La Turquie n'acceptera de déployer les éléments du bouclier antimissile otanien (ABM) que sous réserve de trois conditions, annoncent samedi les médias turcs.

Vendredi, lors d'une réunion à Ankara, présidée par le chef de l'Etat turc Abdullah Gül, les dirigeants politiques et militaires ont discuté du déploiement de l'ABM sur le territoire du pays. Il a été décidé qu'Ankara le permettrait sous réserve de trois conditions, lit-on dans les quotidiens Hurriyet et Sabah.
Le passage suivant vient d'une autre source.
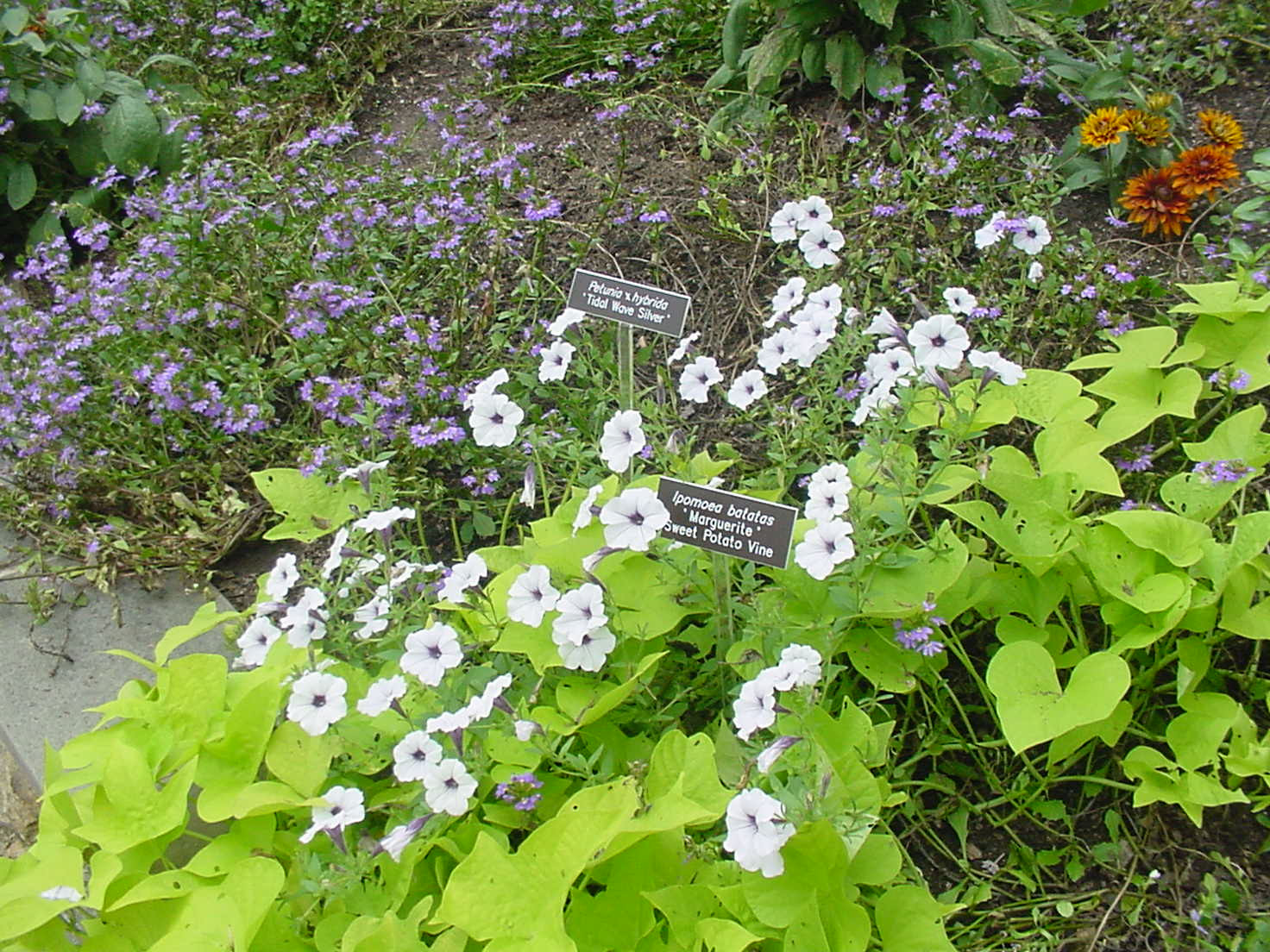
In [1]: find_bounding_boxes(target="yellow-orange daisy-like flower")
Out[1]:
[1120,169,1190,236]
[1199,110,1243,153]
[1081,105,1129,148]
[1165,146,1240,198]
[1125,110,1173,146]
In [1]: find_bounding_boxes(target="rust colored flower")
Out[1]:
[1081,105,1129,148]
[1120,169,1190,236]
[1165,146,1240,198]
[1199,110,1243,153]
[1125,110,1173,146]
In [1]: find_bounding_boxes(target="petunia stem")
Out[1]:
[710,552,732,645]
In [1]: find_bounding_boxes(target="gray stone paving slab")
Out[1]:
[0,528,234,788]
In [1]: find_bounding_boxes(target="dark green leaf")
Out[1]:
[966,37,1023,86]
[802,40,824,83]
[856,0,899,27]
[102,97,160,175]
[747,27,802,92]
[723,0,749,70]
[1081,70,1124,102]
[25,89,57,122]
[56,83,88,126]
[9,162,35,210]
[102,70,146,99]
[66,122,108,175]
[864,59,904,99]
[824,32,864,99]
[75,60,105,100]
[0,6,29,37]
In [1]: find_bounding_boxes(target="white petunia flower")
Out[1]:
[969,350,1028,387]
[864,347,917,382]
[793,311,839,366]
[797,196,833,229]
[680,357,723,404]
[1014,215,1053,255]
[538,340,578,384]
[727,368,767,410]
[665,330,701,366]
[380,814,431,863]
[908,314,971,371]
[776,645,824,691]
[234,614,282,667]
[772,278,807,315]
[864,307,907,350]
[40,886,84,903]
[974,212,1006,251]
[551,627,617,672]
[807,283,842,317]
[756,328,794,376]
[732,678,776,740]
[944,288,979,314]
[468,393,525,447]
[551,581,608,645]
[264,552,299,602]
[573,485,604,536]
[547,307,587,338]
[723,788,795,879]
[353,596,393,641]
[299,787,366,842]
[357,674,406,717]
[437,552,489,604]
[287,672,348,737]
[851,377,908,427]
[794,519,856,581]
[280,588,328,648]
[802,481,851,522]
[423,756,476,816]
[810,463,852,490]
[321,525,348,579]
[401,622,463,688]
[797,221,846,268]
[600,410,646,473]
[506,565,560,629]
[423,705,473,734]
[393,731,442,783]
[600,486,670,552]
[754,734,802,774]
[336,460,388,482]
[463,366,511,410]
[769,202,802,244]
Primo, les autorités turques prônent la création de l'ABM otanien et non plus américain. Secundo, le bouclier doit viser à assurer la sécurité de tous les pays membre de l'Alliance atlantique. Tertio, le déploiement de l'ABM ne doit pas faire de Turquie un pays frontalier, comme cela avait été le cas pendant les années de la guerre froide.

A cet égard, Ankara insiste que les documents relatifs à l'ABM ne mentionnent pas des pays concrets, notamment la Russie, l'Iran et la Syrie qui sont en étroite coopération avec la Turquie. Auparavant, les officiels turcs ont plusieurs fois signalé qu'Ankara ne se sentait pas menacée par ses voisins.

Selon le quotidien Hurriyet, le premier ministre Tayyip Erdogan fera part de la position de son pays concernant l'ABM au président américain Barack Obama lors du prochain sommet G20 à Séoul.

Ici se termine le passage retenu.